Latest update January 24th, 2025 6:10 AM
Apr 03, 2023 Editorial
Editorial…
Kaieteur News – It is astonishing what comes from our government and leaders in this country. His Excellency, President Ali likes to speak brightly about how much he and his government are for transparency and accountability. However, when questioned about developments in the most vital economic sector in Guyana, the President engages in ploys that reflect poorly on his leadership.
His Excellency should appreciate that we live and operate in a different time, and with standards expected to match. This is not the time of Forbes Burnham when the media could be squeezed and strangled out of existence. The elections in which his party emerged victorious occurred because the independent media was everywhere, and calling matters with accuracy, professionalism, and journalistic integrity. As President Ali knows fully well, this publication played its part in that time of national trial, which led to where he is as Guyana’s head-of-state.
President Ali should know also that our job does not end when elections are over. Instead, it has just begun, especially now that Guyana is at a place never known before. Guyana is now the owner of billions of barrels of proven oil reserves, which means that the prosperity of every citizen is, for good or bad, inseparably tied to our oil discoveries. Guyanese need to know as much as they can, and soonest. Not when the government decides that they should know, and then only sharing the kind of sketchy detail that protects the government’s interests.

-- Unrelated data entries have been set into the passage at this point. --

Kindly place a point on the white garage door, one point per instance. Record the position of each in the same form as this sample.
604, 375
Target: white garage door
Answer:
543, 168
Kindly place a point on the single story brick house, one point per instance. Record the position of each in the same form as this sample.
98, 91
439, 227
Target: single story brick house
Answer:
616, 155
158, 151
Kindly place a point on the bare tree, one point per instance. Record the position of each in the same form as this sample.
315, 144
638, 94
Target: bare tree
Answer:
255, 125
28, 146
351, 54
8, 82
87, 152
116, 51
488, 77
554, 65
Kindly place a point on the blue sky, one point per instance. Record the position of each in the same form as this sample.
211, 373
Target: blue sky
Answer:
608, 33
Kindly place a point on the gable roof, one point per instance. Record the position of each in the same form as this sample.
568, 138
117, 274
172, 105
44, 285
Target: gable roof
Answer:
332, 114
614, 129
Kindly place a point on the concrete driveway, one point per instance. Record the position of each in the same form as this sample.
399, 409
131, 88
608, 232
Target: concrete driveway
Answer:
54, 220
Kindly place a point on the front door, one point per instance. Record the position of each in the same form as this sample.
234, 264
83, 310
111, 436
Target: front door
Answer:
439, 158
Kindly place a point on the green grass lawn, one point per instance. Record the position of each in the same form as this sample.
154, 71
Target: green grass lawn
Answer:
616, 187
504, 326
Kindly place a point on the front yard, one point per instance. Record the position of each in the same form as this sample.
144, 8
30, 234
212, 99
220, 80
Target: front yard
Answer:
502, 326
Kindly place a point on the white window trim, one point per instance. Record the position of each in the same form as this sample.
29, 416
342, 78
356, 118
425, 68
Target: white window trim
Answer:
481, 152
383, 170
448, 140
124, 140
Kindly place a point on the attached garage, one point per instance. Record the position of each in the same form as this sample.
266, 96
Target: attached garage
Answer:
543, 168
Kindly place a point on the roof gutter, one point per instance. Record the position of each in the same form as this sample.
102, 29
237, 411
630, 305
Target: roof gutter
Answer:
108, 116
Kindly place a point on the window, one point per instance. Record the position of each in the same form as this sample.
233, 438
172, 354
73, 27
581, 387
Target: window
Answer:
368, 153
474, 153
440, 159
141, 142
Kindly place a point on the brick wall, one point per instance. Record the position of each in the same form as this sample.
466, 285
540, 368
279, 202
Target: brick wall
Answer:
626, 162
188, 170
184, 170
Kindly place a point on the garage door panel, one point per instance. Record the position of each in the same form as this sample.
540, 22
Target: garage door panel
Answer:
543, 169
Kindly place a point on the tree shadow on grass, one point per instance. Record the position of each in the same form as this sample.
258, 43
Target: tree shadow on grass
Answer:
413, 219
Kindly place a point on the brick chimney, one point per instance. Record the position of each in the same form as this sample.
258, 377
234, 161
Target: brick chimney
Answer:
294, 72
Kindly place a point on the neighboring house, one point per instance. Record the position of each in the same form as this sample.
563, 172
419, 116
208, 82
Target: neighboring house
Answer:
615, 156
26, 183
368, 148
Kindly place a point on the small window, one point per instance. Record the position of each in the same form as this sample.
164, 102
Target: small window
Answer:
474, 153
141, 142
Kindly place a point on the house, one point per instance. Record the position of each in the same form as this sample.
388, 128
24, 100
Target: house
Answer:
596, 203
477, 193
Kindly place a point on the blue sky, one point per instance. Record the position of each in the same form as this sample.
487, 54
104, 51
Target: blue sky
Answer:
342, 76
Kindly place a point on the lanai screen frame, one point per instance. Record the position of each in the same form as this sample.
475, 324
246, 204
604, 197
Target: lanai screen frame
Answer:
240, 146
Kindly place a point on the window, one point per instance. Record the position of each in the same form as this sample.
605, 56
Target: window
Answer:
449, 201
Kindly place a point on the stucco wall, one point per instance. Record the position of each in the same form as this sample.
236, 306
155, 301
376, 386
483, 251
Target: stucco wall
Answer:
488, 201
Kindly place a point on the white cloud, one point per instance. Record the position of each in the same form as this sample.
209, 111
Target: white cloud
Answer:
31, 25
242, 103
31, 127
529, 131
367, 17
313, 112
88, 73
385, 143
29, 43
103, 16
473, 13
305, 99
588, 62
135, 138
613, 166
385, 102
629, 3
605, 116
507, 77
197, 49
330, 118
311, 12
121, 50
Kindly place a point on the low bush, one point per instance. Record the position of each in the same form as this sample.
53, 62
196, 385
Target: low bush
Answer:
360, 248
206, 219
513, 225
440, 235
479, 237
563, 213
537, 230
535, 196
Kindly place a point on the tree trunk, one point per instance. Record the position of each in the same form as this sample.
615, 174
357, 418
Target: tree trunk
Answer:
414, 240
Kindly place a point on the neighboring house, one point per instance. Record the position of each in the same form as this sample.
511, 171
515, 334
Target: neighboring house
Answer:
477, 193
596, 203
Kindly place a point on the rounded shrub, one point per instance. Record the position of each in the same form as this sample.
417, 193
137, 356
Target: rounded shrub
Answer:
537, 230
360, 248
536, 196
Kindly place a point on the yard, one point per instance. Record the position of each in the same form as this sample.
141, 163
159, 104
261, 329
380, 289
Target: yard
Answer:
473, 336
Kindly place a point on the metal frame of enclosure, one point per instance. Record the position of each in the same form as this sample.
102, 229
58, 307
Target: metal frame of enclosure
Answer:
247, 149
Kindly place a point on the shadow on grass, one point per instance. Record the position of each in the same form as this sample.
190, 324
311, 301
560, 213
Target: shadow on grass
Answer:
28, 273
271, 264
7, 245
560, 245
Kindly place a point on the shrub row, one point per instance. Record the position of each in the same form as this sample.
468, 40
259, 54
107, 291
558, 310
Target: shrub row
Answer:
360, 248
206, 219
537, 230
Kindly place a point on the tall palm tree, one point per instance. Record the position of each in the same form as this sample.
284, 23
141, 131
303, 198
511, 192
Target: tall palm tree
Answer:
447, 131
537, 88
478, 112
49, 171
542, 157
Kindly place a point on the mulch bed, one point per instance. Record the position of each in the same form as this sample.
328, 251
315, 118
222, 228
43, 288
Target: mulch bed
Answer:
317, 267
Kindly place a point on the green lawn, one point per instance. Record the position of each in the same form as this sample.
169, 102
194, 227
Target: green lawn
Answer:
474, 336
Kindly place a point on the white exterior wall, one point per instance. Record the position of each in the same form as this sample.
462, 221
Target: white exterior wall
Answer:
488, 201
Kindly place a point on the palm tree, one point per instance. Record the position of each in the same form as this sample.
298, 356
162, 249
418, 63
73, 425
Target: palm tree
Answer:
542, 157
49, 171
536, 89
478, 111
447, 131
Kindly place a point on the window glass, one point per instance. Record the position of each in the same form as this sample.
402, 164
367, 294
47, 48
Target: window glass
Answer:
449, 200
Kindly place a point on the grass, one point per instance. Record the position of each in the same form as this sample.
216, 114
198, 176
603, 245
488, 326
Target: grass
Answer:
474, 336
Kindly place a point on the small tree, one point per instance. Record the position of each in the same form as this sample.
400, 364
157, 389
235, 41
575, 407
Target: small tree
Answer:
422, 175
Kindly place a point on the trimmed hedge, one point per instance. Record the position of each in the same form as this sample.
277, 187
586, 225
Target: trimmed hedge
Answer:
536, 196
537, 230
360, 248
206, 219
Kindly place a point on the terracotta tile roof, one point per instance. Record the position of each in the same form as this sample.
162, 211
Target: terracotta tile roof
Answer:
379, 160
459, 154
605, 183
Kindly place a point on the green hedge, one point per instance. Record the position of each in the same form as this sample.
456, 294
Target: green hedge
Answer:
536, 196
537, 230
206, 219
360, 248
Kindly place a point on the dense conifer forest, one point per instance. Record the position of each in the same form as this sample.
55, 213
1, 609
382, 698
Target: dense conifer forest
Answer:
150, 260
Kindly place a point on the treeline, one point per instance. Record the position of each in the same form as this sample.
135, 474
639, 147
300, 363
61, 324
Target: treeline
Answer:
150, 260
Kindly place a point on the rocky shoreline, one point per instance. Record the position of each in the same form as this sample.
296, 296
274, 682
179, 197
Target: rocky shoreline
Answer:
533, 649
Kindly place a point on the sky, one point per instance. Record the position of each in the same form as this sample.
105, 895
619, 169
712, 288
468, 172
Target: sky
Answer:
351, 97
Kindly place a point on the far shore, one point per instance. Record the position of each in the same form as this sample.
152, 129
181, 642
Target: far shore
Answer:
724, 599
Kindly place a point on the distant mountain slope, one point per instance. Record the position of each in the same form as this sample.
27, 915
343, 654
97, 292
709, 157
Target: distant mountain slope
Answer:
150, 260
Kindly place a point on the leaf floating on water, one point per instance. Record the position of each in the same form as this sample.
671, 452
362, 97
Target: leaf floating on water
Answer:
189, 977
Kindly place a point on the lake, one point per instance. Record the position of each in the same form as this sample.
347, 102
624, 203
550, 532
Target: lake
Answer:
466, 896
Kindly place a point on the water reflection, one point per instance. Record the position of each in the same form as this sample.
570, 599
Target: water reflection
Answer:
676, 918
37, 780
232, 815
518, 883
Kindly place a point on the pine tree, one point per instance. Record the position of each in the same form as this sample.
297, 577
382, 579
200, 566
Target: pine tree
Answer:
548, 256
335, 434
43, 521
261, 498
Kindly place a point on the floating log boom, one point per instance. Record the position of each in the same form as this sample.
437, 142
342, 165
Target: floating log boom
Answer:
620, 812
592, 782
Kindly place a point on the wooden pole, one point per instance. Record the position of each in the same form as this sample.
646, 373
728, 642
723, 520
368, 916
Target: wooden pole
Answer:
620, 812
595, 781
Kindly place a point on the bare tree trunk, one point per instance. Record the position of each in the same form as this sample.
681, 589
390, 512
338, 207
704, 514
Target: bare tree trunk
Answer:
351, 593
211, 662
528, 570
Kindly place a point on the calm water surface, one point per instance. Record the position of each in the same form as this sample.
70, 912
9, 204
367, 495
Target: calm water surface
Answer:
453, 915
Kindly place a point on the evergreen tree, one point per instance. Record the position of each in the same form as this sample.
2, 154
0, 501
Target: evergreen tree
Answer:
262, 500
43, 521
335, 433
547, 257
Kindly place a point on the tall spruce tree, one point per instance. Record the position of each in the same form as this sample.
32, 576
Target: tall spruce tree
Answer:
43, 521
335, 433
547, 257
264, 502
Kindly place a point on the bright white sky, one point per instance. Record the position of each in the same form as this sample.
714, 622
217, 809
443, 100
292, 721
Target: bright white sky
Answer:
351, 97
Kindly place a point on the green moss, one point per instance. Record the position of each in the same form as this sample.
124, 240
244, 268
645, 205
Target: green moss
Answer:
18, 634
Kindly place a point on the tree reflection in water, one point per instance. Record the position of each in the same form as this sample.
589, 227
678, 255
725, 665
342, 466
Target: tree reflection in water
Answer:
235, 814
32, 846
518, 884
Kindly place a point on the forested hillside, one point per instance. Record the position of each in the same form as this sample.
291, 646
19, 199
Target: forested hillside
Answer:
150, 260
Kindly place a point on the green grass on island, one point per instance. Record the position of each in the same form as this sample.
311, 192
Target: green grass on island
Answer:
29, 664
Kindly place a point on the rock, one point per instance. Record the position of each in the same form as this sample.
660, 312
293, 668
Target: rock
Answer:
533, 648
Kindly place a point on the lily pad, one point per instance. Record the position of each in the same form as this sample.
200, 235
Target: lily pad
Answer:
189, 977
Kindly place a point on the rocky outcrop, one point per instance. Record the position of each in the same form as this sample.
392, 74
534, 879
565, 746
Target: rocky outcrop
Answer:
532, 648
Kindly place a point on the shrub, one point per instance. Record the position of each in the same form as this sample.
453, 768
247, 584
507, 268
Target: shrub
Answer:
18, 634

The independent media, therefore, has a duty to keep pushing and probing for answers. If the end result of that are discomfort and intolerance by government and its leaders, then it is a burden to be borne. Also, the President needs no reminding that Leonora is his hometown, and that almost all in that area depend on his favours. No one is going to be so foolish as to disagree publicly with his answers to questions. It is more than the expected partisanship prevailing, since more villagers and other attendees at the President’s outreach know that jumping on the President’s bandwagon is sure to be rewarding to them. The government cannot be this insecure that hecklers and intimidators from any quarter for any occasion suit its purposes.
The heckling and attempts at intimidation of journalists by his own supporters at Leonora should have been stopped with a negative wave of the President’s hand. It would send a message that the media has its place, and that it is one to be respected. For him to sit there untroubled, as if the audible media intimidation was the most normal thing in the world does not accrue to his credit. There is a time for politics, and a time for governing, the same clean governance which the President insists that he is about.
Clean governments and upstanding leaders do not fear any question from any source on any issue. When the issue is one of national significance, and also the most talked about, then tough questions have their place. After all, this is the patrimony of the people, and much of what they have been told either does not add up, or, has huge holes begging to be filled. The gas-to-energy project is one such issue prominent in the considerations of Guyanese. We cannot speak enough about it, given its price and later implications. To be clever with information provided on the project, or withhold what the people ought to know, so that they can make their own decision as to its benefit for them, is neither government nor leadership transparency. Worse still, for supporters to object to straightforward questions on the same project and to interfere with the operations of the independent media is unacceptable in a democratic society, any that aspires to such.
Recently, we have observed President Ali and his supporters behaving in the manner of the old PNC in their attitudes and actions to the media. This is not healthy for our democracy, and it is unhelpful to our efforts to get the best from our national patrimony. President Ali should rein in those who have no interest in clean and open governance. He must set a clear example, what the standard is going to be.